Let $\mathbf{x}_1, \dots, \mathbf{x}_n \in \mathbb{R}^d$ be $n$ given vectors. Define the function

$$ \mathcal{K}(\mathbf{x},\mathbf{y}) := \alpha\exp\left(-\frac{\|\mathbf{x}-\mathbf{y}\|^2}{2\sigma^2}\right) $$

where $\alpha$ and $\sigma$ are given constants. Now define the $n\times 1$ vector

$$ \mathcal{K}_n(\mathbf{x}) := \begin{bmatrix} \mathcal{K}(\mathbf{x},\mathbf{x}_1) & \dots & \mathcal{K}(\mathbf{x},\mathbf{x}_n) \end{bmatrix}^\top $$

Let $\mathbf{A}$ be any $n \times n$ positive definite matrix and $\mathbf{b}$ be any $n \times 1$ real vector. Let $\lambda > 0$ be given. Consider the optimization problem

$$ \max_{\mathbf{x} \in \mathbb{R}^d} \quad\mathcal{K}_n(\mathbf{x})^\top\mathbf{b}-\lambda\mathcal{K}_n(\mathbf{x})^\top\mathbf{A}\mathcal{K}_n(\mathbf{x}) $$

Is this optimization problem known in literature? How do I do gradient ascent on this?

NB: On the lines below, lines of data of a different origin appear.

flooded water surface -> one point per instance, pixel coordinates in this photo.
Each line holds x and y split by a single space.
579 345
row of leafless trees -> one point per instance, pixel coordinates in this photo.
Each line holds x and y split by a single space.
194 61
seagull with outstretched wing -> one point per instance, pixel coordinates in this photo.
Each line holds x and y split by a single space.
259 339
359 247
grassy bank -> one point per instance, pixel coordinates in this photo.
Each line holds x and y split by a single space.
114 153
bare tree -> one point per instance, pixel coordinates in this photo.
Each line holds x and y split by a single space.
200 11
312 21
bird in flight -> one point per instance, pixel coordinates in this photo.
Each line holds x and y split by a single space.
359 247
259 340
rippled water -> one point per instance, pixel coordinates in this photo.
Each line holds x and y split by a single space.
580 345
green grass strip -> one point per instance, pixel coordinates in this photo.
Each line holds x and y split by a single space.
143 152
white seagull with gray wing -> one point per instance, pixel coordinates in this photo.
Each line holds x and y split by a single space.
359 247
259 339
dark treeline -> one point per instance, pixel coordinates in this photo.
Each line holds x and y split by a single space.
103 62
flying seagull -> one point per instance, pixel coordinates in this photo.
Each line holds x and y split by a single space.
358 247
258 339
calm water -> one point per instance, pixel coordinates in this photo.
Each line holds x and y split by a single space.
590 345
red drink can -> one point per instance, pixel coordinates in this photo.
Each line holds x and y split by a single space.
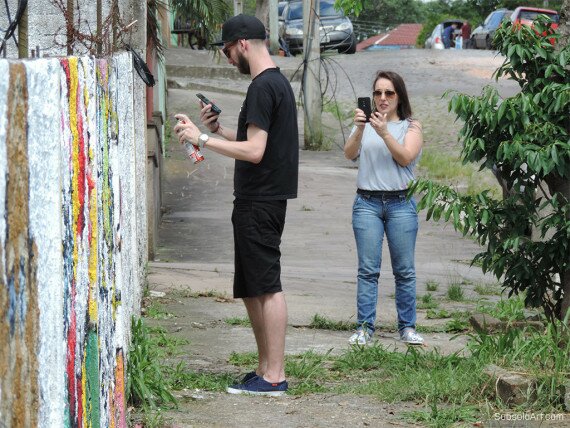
193 152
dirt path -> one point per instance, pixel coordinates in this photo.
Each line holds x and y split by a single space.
319 257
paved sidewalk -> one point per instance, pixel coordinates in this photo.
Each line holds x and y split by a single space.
195 253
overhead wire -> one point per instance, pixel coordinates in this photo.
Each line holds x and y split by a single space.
329 72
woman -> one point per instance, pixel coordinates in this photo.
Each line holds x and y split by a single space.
389 147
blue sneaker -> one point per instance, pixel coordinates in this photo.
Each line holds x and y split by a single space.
248 376
259 386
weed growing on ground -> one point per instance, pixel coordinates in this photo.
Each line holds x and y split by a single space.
245 359
432 286
427 302
156 311
324 323
488 289
243 322
147 385
309 370
511 309
189 294
183 378
455 293
540 355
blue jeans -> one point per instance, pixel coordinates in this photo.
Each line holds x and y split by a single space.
394 215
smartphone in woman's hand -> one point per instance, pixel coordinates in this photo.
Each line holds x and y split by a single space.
364 105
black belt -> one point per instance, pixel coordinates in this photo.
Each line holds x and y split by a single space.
381 193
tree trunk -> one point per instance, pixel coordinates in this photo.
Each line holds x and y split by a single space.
262 11
563 185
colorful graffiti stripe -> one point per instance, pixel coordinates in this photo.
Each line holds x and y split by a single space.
89 251
70 239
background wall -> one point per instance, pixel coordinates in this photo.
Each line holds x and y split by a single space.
73 237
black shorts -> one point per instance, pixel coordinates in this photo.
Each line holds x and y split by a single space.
258 226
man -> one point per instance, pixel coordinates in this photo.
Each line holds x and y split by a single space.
448 34
266 149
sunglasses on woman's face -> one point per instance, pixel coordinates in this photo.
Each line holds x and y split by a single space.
390 95
226 49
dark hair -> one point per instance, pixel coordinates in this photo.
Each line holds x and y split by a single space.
404 108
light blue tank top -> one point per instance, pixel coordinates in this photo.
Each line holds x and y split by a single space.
377 169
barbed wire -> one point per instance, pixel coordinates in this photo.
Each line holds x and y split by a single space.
12 25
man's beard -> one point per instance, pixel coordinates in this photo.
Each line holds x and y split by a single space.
242 64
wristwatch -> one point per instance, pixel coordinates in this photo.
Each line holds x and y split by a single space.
203 139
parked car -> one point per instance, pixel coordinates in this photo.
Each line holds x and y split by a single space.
280 6
336 31
524 15
482 36
435 39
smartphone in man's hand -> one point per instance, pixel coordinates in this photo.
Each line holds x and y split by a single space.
364 105
205 100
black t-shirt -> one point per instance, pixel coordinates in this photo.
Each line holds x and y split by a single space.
269 105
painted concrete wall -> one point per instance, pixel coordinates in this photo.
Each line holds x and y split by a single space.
72 235
47 25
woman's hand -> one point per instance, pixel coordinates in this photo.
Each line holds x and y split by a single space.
379 122
359 118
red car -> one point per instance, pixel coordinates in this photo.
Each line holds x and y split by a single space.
525 15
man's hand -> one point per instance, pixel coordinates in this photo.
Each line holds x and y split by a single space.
185 130
209 118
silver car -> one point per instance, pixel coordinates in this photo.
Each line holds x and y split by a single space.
336 31
435 39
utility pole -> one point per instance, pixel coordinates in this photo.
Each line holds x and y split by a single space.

  • $\begingroup$ yes, still interested in it. I had given up any attempts on it though :). $\endgroup$ Commented May 23, 2022 at 20:55

2 Answers 2


I don't see any connection between your problem and MPC.

Take a look at optimization via the technique known as stochastic approximation; it is extremely popular today for several reasons. Check out "Optimization Methods for Large-Scale Machine Learning" by Bottou, Curtis, and Nocedal on arXiv: https://arxiv.org/abs/1606.04838, especially Section 3.


You are looking for a stochastic optimizer [1].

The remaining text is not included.